Over the years, marketers have tried all sorts of gimmicks to game search results, but consider this: How do you feel as a consumer if a company over-promises and under-delivers? What happens if you search for something, and the top results are all SEO style with no underlying substance?
One key everlasting principal of marketing is that “content is king.” People are hungry for helpful, interesting, credible information, and if you can deliver that type of content in an authentic way, readers will take notice. If you are marketing a brand, your best bet is to develop an honest voice and deliver valuable content. You may see a slow build, but cream always rises to the top.
Google developers understand this principal, and the search engine prioritizes quality content over keyword stuffing, irrelevant content, and other bad tactics. Last October, the company rolled out the BERT algorithm update, which analyzes websites for readability—all in an effort to deliver the best, most useful content to readers.
As marketers, we strive to help you develop the right voice and build content that will rise to the top of search results.
The digital world has changed consumers, but it has also changed our work as marketers. Salespeople have long understood that it takes multiple points of contact to earn business. The more complicated or expensive the offering—such as a house or a retirement community—the longer the sales cycle will be. It takes time for your brand to cut through the noise, connect with a consumer, become “sticky,” and ultimately earn their trust.
We use digital technology to help with this process. Automated marketing allows us to earn a prospect’s trust through multiple points of contact, offering information and incentives that move the prospect from lead to customer. The key with automated marketing is to remember the trend above—content is king—so when you deploy a system that feeds quality content to your prospect, you build a connection with them over time.

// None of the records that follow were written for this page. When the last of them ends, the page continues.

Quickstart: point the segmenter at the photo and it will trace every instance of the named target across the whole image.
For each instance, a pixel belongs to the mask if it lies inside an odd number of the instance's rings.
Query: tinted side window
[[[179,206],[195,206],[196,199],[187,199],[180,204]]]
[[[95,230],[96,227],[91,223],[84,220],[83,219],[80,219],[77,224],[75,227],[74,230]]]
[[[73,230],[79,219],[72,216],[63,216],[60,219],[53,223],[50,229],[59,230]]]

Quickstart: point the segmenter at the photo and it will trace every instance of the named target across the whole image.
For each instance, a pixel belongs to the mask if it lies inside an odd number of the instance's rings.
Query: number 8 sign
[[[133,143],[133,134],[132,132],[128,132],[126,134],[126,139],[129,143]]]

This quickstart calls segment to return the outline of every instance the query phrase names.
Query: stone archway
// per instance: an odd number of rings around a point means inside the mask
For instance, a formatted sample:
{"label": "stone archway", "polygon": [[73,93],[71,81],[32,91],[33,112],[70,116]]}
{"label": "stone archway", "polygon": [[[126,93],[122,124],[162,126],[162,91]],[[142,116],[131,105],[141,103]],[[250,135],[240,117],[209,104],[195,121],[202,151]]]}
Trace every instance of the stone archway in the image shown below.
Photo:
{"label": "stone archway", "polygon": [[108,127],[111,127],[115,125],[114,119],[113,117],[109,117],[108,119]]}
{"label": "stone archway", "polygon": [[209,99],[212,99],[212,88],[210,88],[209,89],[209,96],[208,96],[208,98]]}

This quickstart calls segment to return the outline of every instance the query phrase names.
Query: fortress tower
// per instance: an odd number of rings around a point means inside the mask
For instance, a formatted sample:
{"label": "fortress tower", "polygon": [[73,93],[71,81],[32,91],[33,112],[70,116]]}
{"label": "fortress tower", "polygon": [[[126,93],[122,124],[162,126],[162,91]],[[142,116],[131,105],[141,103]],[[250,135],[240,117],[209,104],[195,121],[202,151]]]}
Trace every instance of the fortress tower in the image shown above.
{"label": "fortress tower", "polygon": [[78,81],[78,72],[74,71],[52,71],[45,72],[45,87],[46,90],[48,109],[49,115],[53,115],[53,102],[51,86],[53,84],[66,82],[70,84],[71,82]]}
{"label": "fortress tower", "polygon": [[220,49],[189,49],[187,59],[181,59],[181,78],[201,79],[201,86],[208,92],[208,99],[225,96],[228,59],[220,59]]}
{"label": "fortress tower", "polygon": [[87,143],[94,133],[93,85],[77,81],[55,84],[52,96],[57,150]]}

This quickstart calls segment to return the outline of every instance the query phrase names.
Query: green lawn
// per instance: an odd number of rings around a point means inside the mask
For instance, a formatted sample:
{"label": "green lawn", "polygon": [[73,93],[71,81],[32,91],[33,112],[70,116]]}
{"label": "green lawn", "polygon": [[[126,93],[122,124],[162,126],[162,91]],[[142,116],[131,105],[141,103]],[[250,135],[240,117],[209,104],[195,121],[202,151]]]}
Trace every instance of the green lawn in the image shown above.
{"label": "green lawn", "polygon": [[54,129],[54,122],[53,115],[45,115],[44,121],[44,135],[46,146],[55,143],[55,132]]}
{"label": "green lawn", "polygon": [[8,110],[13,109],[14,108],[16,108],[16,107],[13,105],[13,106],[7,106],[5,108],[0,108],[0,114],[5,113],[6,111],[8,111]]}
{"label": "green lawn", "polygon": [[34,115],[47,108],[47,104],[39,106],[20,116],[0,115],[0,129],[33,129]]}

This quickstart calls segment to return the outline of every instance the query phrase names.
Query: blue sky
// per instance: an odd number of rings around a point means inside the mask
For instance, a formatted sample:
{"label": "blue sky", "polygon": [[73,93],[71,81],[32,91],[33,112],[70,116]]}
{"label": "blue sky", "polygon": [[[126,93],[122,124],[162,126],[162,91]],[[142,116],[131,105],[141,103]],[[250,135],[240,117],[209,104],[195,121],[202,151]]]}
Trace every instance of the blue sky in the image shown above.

As we look toward 2021, we are optimistic about the future. With any luck, the vaccine will help us get the pandemic under control, but we believe many of the trends we have seen are here to stay. The pandemic was an accelerant, and ushered in a new world of digital marketing—and with it, digital consumer behavior.
We anticipate the marketing of the foreseeable future will be targeting busy consumers who are constantly seeking out volumes of information at their fingertips. Cutting through the noise requires credibility, constant communication, and a mindset of always looking for the next new thing, from virtual seminars to automated delivery.
We are ready for the new year and the new frontier.